Based on collected findings, therapeutic strategies may include compounds that directly correct disrupted ATP levels and lead to adenine nucleotide pool reconstitution in HD. Compounds, such as the coenzyme Q10 or creatinine, were widely tested and even investigated in clinical trials, but results were not promising [113]. An alternative might be the application of PPAR agonists, which have already undergone preclinical studies for the treatment of CNS, cardiovascular as well as skeletal muscle diseases. In 2016, the PPAR delta receptor agonist KD3010 was tested in the HD N171-82Q mouse model. Studies revealed improved motor function, reducing the progression of the neurodegenerative process and longer survival of treated animals [114]. Interestingly, studies performed by our team showed that simultaneous administration of adenosine metabolism inhibitors and substrates for adenine nucleotide synthesis improved mechanical functions of the heart, energy metabolism, and normalized adenine nucleotide pools [115,116], pointing at possible applications in HD treatment.

AMPD makes part of another altered purine pathway in HD. Skeletal muscles of the HD mouse model showed enhanced AMPD activity, while its activity in the heart was reduced. Pharmacological inhibition, as well as AMPD expression deletion in mice, led to a substantial enhancement of skeletal muscle contraction, induced mainly by AMP accumulation [117]. Moreover, AMPD inhibition seems to be also protective in cardiovascular diseases [118,119]. AMPD activity reduction noted in HD mouse model heart led to increased cardiac AMP levels and AMPK activation, but due to increased ADA activity, it was not capable of preventing intracellular adenosine pool depletion. Thus, in HD affected hearts adenosine levels augment, with suggested cardioprotective properties [120]. Interestingly, adenosine has been used to treat also epileptic diseases and seizures that are commonly observed in the juvenile form of HD. Thus, adenosine might be also a target for HD-affected CNS [121,122].

Furthermore, drugs increasing not only the intracellular but also the extracellular adenosine levels in HD-affected brain and heart might be protective. As described earlier, the most important enzyme that controls extracellular adenosine metabolism balance is eADA. It is well known that extracellular adenosine pool depletion is an important factor in the development of cardiovascular pathologies.

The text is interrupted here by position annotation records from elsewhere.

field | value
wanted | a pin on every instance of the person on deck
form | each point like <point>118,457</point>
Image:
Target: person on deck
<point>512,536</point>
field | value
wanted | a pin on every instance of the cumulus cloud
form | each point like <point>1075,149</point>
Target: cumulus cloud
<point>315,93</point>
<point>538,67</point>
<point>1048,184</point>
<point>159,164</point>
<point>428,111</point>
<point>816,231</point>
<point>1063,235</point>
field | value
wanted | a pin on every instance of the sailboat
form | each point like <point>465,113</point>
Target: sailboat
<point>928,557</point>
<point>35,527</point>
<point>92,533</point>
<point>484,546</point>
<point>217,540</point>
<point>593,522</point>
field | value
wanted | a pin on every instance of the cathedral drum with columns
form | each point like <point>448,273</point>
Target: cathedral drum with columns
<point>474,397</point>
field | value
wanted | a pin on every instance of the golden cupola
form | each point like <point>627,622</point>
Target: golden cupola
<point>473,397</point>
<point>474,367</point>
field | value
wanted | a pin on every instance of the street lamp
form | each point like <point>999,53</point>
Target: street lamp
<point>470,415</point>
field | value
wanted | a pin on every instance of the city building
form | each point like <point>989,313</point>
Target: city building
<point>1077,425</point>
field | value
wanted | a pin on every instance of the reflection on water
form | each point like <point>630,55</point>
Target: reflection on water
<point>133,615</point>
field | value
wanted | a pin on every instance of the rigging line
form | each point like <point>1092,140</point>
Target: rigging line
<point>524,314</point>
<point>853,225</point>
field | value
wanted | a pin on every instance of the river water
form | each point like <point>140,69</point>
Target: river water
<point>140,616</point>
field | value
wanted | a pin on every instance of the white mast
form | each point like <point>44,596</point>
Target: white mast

Recently, we highlighted the therapeutic perspectives of eADA inhibition in the treatment of cardiovascular diseases such as atherosclerosis, myocardial ischemia-reperfusion injury, or hypertension [123]. Moreover, a study underlined that intrastriatal administration of ecto-nucleoside transporter (ENT) inhibitors increased the extracellular level of adenosine in the striatum of R6/2 mice to a much higher level, compared to controls, and improved HD mouse survival [124].

Impaired purinergic signaling in HD in CNS concerns mainly P2X7 and P2Y2 receptors. P2X7 antagonism in HD prevents neuronal death [67]. Nevertheless, only the P2X7 receptor seems to be important in skeletal muscle as well as heart failure. It is known that antagonizing or knocking out P2X7 or its downstream effectors, caspase-1 or NLRP3, in animal models decreased infarct size, improved cardiac function, and enhanced survival post myocardial infraction via reduced interelukin1β and intereukin18 levels in the heart [125,126,127,128]. Furthermore, genetic ablation and pharmacological inhibition of the P2X7 axis alleviated dystrophic phenotypes in mouse models of dystrophinopathy and sarcoglycanopathy [107]. Therefore, its antagonism may be a more suitable approach to treat not only HD-affected CNS system but also skeletal muscle and heart.